Ремезову невзначай вспомнилось, что и ординарец, когда жили в ауле, заглядывался на красивую ногаянку. И только было хотел отказаться, но козак наложил крестное знамение и предостерег:
– Худого не подумайте. Я не ведал, что Мерджанка вам по нраву. Теперича она – невеста ваша…
Но осуществить задуманное оказалось далеко не просто.
Плёткина привлекли к починке фур, и козак явился к командиру лишь под вечер. А Ремезова держал при себе есаул, выбиравший для сотни лошадей из отбитого татарского косяка. И Леонтий, обеспокоенный тем, что опаздывает на свидание, освободился только перед самым закатом.
Иван отогнал в балку двух лошадей – гнедого диковатого маштака для себя и чудом уцелевшую каурую – для Мерджан. А Леонтий снова, сбивая недобрые взгляды, петлял между ногайскими арбами и отовами, прежде чем пробрался к условленному месту. Уже начинало смеркаться, и ярче пылали в становище едисанцев костры. Подле них собирались аульцы, вышедшие из жилищ после намаза.
Мерджан не шла.
Плёткин, дежуривший у лошадей, издали подал свист, предупреждая, что неподалеку. Минул час. Однако виляющая по склону тропа оставалась безлюдной, скрадывалась темнотой, и с каждой минутой надежда сотника на встречу с любимой таяла.
«Значит, не смогла ускользнуть, – грустно рассуждал Леонтий, не спуская глаз с ногайского становища, откуда доносились голоса. – Или просто не захотела? Не нужен я ей…»
Обида все больше бередила душу. Ждать было некогда, да и бессмысленно. И Ремезов, не боясь подозрений аульских родственников, решил разыскать Мерджан. Пусть все выяснится в этот вечер!

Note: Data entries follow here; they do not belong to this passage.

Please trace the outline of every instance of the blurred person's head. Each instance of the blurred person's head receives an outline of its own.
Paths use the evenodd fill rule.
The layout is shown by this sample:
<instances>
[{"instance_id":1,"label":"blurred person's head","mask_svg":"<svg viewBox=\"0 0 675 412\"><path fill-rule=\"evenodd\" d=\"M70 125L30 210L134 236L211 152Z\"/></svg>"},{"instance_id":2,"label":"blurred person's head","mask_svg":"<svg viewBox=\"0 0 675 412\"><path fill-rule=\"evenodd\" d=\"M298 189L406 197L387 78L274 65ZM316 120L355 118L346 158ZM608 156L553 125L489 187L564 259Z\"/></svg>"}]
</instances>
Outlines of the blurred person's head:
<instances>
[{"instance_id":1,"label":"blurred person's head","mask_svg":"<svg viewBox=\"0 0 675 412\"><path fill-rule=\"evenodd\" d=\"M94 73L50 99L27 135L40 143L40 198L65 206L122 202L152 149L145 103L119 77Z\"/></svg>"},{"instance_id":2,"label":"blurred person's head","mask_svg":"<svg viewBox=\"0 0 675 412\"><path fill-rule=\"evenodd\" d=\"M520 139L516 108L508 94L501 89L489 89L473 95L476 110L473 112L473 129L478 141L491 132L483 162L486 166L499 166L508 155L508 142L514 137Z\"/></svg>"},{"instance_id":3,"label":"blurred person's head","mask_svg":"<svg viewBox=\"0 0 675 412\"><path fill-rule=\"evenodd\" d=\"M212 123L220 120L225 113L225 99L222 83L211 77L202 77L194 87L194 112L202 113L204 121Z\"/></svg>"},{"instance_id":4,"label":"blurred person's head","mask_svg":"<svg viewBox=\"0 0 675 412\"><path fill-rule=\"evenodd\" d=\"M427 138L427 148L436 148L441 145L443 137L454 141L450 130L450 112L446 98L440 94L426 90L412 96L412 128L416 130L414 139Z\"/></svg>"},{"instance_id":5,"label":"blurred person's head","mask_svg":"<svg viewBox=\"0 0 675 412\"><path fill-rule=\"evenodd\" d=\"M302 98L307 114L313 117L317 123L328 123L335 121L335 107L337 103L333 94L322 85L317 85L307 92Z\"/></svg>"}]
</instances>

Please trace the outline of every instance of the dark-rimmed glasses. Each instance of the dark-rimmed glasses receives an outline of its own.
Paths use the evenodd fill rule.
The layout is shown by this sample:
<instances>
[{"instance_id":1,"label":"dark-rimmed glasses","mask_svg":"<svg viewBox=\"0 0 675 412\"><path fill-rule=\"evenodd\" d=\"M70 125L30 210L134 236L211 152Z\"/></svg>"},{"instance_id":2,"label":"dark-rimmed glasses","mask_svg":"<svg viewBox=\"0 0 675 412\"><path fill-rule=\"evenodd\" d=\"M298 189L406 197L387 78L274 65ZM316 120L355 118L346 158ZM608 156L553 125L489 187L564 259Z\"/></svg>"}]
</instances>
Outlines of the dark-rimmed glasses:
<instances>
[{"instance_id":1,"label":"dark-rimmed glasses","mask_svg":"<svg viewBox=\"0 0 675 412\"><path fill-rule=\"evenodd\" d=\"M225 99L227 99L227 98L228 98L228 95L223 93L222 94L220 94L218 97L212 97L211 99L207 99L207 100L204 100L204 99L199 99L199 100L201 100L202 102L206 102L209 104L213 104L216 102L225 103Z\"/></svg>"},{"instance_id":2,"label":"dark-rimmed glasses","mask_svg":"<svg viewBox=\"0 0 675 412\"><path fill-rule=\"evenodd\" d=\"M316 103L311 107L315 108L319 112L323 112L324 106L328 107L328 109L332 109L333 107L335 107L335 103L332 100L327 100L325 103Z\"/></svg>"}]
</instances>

У шатра нового аул-бея ярился костер. Вокруг него сидели одни мужчины, возбужденно говорливые, перекрикивающие друг друга. Появление русского офицера, многим знакомого, вызвало среди них оживление. Хан-Бек, улыбаясь, пригласил Ремезова-эфенди пройти и сесть с ним рядом, разделить праздничное застолье.
Сотник благодарно поклонился, замечая кувшины с бузой и вином, куски жареного мяса на блюдах.
– Что за праздник? – спросил он у освободившего ему место Мусы, на поясе которого висел уже кубачинский кинжал.
– Хан-Бек калым получил, и меня не обидел, денег дал. Мерджан новый муж увез. Калым-байрам!
– Когда? Куда увез? – вздрогнув от неожиданности, торопливо спросил Леонтий.
– В свой аул, на Кубань-реку.
«Я догоню ее! На подводах далеко не уедут! – лихорадочно заметались мысли. – Как я раньше не догадался!»
Он вскоре попрощался с аульцами и зашагал обратно, в сторону балки, где ожидал ординарец. Надо было, пожалуй, предупредить есаула. Самовольные отлучки в полку строго пресекались. Но это отняло бы полчаса. За такое время можно одолеть десяток вёрст!